I was using an old hard drive magnet on a lanyard and a magnetic reed relay to operate the killswitch if I fell off. I thought this was very clever because it could work through the electronics case without drilling any holes. The magnet is a little too strong and has a tendency to magnetize the switch itself… so this will have to change.

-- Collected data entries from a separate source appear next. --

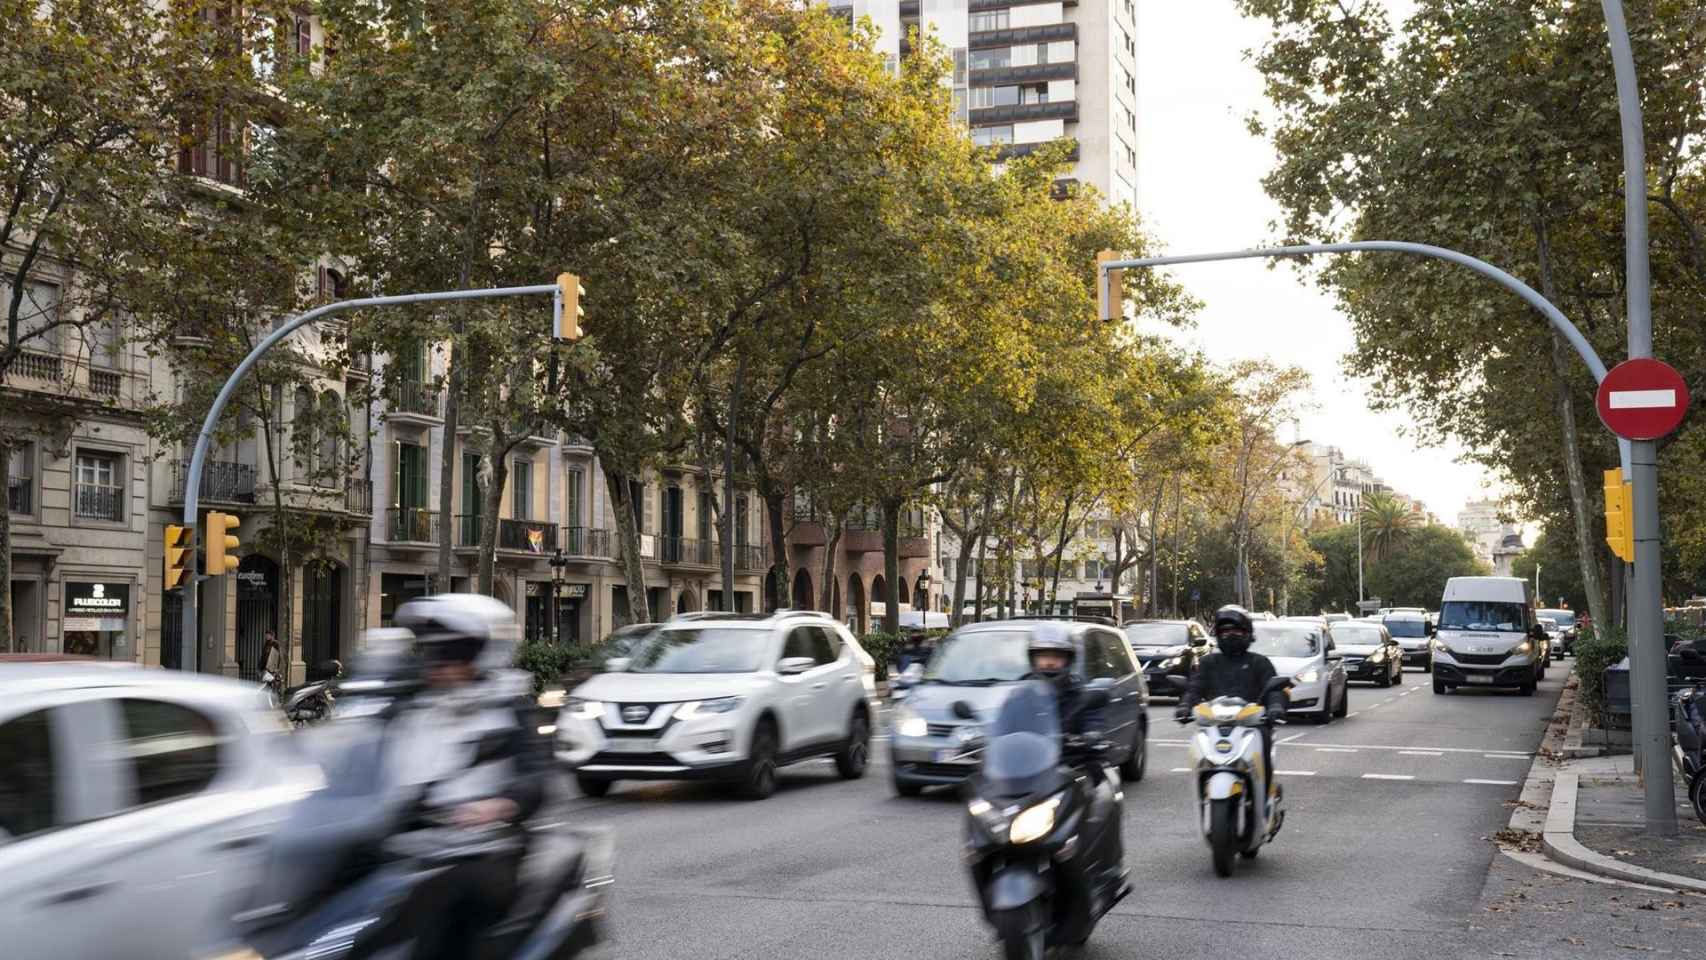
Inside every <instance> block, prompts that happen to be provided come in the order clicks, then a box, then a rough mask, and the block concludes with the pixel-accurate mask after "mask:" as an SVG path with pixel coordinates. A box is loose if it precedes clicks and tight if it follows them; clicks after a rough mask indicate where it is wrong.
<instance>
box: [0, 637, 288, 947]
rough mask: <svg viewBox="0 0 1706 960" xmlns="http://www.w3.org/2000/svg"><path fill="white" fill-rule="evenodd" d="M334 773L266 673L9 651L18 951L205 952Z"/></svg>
mask: <svg viewBox="0 0 1706 960" xmlns="http://www.w3.org/2000/svg"><path fill="white" fill-rule="evenodd" d="M319 783H321V774H319V769H317V767H316V766H312V764H307V762H305V760H300V759H299V754H297V752H295V749H293V735H292V733H290V728H288V725H287V723H285V720H283V716H281V714H280V713H278V711H276V709H270V708H268V706H266V701H264V694H263V691H261V687H258V685H254V684H242V682H237V680H227V679H222V677H205V675H198V674H179V672H171V670H148V668H140V667H133V665H128V663H102V662H55V663H36V662H24V663H20V662H15V660H14V662H7V660H5V658H0V943H5V955H7V957H55V958H60V960H72V958H78V957H119V955H123V957H126V958H138V960H142V958H150V957H159V958H162V960H165V958H171V960H181V958H184V957H198V955H201V951H205V950H206V948H208V946H210V945H213V943H217V941H218V940H220V938H222V936H223V934H227V933H229V928H227V926H225V921H227V919H229V914H230V909H232V904H237V902H239V897H242V895H246V893H247V890H249V888H252V887H254V885H256V883H258V882H259V880H261V870H263V866H264V861H263V858H264V853H266V844H264V841H266V837H268V836H270V832H271V829H273V827H275V824H278V822H280V820H281V818H283V813H285V812H287V808H288V805H290V803H293V801H295V800H299V798H302V796H305V795H307V791H310V789H314V788H316V786H317V784H319Z"/></svg>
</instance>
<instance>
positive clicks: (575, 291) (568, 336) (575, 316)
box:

My chargers are a pair of iSDT T6 Lite. They are inexpensive, powerful, and monitor each cell individually. Unfortunately, the fan circuitry in one of them stopped working. Thankfully it detected this and shut down gracefully. I could complain about this, but instead I choose to complement iSDT on implementing good protection circuitry. Everybody has field failures now and then. This could have been a smokey disaster but it wasn’t.
Hobbyking Trouble
I will, however, complain about Hobbyking. I tried to contact them about the warranty on the charger but it was a gift and I did not have the receipt. They adamantly refused to process a warranty claim without the receipt. I spent a long time talking to support and got absolutely nowhere. Their website proudly proclaims the iSDT T6 is a HOBBYKING EXCLUSIVE! so I don’t know where else they think I got it. Now, I am stuck with a hobbled charger. Prior to this, I had also purchased my batteries from Hobbyking, but they will not get my business in the future.
Special thanks to @pacificmeister for the original CAD plans and inspiration. And thanks to the forum for ideas and help along the way. Lastly, thanks to OnShape for their great tools and tutorials.